Key sentence, "In other words, what are the unique blend of personality traits, skills and experiences that make this web designer different from the other people who sent resumes?"

Exactly.

The Blue Screen of Life

A long, long time ago, I learned how to code.

I was fortunate that a couple of guys who were REALLY into coding took me under their wing and showed me the tricks of the trade. I'd get all soft and mushy on my readers at this point, but if either of those two dorks read this, they'd give me a large helping of shit. Let's just say there are lessons, and then there are LESSONS. knowwhatimeanvern?

One of the interesting bits I learned from them was which colors to use in my editor. There are some combinations that cause a lot of eye strain, and there are others that don't. And, like all things in life, there are some variations around the end points of the ranges, given the variabilities of us humans. For me, and seemingly a large subset of the population, a blue background with white letters seems to work just great.

Why is it that none of the resumes I receive in any format use this formatting?

It could be a nice touch for a job-hunter to do for an overworked recruiter. Or, it could be that you just want to stand out a bit from everyone else, show those reading your resume that you know a thing or two about writing code for hours and hours at a time.

It could  differentiate you from everyone  else in a really subtle, positive, software-development kind of way.

August 07, 2008

Paris Hilton has a video resume?

If you haven't seen it yet, here's Paris Hilton's ad for President.

I'm not bringing this up to be a whore for page-view attention. Really, I'm not.

I am bringing it up because it's a kick-ass video ad for a job. And, it's also the prime reason why we won't see video ads springing up everywhere. Why, you ask?

  • You don't have drop-of-the-hat access to a camera & lighting crew that knows what it's doing.
  • You probably can't hire a professional writer at a moment's notice to come up with great dialog.
  • You probably can't read off a teleprompter and make it almost look like you're not.
  • You're probably not as hot as Paris Hilton (hey, her words, not mine!)

But, if you did have all these at your disposal, you'd do it. In a heartbeat.

It would be, um, hot.

And I'm not using celebrity videos to up my page hits. Really, I'm not.

August 01, 2008

A little branding

What's more powerful than saying you worked for a famous company/organization on your resume?

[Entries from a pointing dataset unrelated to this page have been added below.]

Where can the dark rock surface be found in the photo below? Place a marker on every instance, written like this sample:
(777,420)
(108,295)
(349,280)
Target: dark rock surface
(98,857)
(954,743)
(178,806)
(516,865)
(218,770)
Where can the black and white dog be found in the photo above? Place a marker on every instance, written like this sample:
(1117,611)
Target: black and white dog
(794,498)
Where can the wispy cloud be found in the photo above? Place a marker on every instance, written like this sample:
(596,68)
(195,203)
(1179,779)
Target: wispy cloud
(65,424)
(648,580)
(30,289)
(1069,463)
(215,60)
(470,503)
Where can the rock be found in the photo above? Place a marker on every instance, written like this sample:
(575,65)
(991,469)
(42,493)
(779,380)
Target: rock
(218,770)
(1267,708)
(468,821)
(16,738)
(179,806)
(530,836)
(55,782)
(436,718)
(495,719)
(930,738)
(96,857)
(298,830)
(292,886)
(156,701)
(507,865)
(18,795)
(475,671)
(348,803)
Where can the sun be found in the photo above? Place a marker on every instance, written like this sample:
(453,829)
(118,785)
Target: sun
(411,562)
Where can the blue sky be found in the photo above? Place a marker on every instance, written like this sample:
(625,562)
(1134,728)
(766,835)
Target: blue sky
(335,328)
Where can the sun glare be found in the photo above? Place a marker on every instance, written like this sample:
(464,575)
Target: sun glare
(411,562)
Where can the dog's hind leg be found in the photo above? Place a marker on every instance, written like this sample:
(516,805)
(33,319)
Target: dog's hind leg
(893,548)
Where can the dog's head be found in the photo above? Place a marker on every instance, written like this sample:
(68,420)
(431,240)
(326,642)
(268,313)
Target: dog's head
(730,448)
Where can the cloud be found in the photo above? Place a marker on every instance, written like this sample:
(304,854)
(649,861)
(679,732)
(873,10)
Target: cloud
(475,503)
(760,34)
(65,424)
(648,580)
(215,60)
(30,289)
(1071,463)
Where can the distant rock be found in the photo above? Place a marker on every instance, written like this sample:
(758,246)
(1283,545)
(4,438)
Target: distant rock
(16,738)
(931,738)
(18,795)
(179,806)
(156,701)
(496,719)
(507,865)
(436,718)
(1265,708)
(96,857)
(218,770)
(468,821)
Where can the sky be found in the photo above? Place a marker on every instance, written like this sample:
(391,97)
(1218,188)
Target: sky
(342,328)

Copying and pasting the logo into your resume.

July 22, 2008

Applying the Opposite Test

So, you read my post about the Opposite Test and thought, "Yeah, good idea for all those losers who aren't good at writing their resume (but I'm great, so I'm not going to worry about it)".

Read the following lines from resumes I've seen recently:

  • I thrive on problem-solving, planning, budgeting, and supporting complex projects.
  • Self motivated individual, with strong leadership, communication, and organization skills.
  • Sound knowledge of Object-Oriented Programming and Concepts, Networks and Databases.
  • Proven ability to consistently design and maintain secure, high-performance infrastructure in support in a scalable and highly available production environments
  • Accomplished, entrepreneurial leader seasoned in spearheading the development and marketing of diverse software and web products.
  • Highly motivated and creative technical professional who offers many years of accomplished experience in all phases of the software development lifecycle.

What do you think: Are these differentiating statements? Would you call any one of these people for an interview based on their ability to stand out and show you that they can do something great for you? That they are enthusiastic about your open position?

Put your thinking caps on boys & girls, because there's going to be a test. Send in your resume and see if you get called!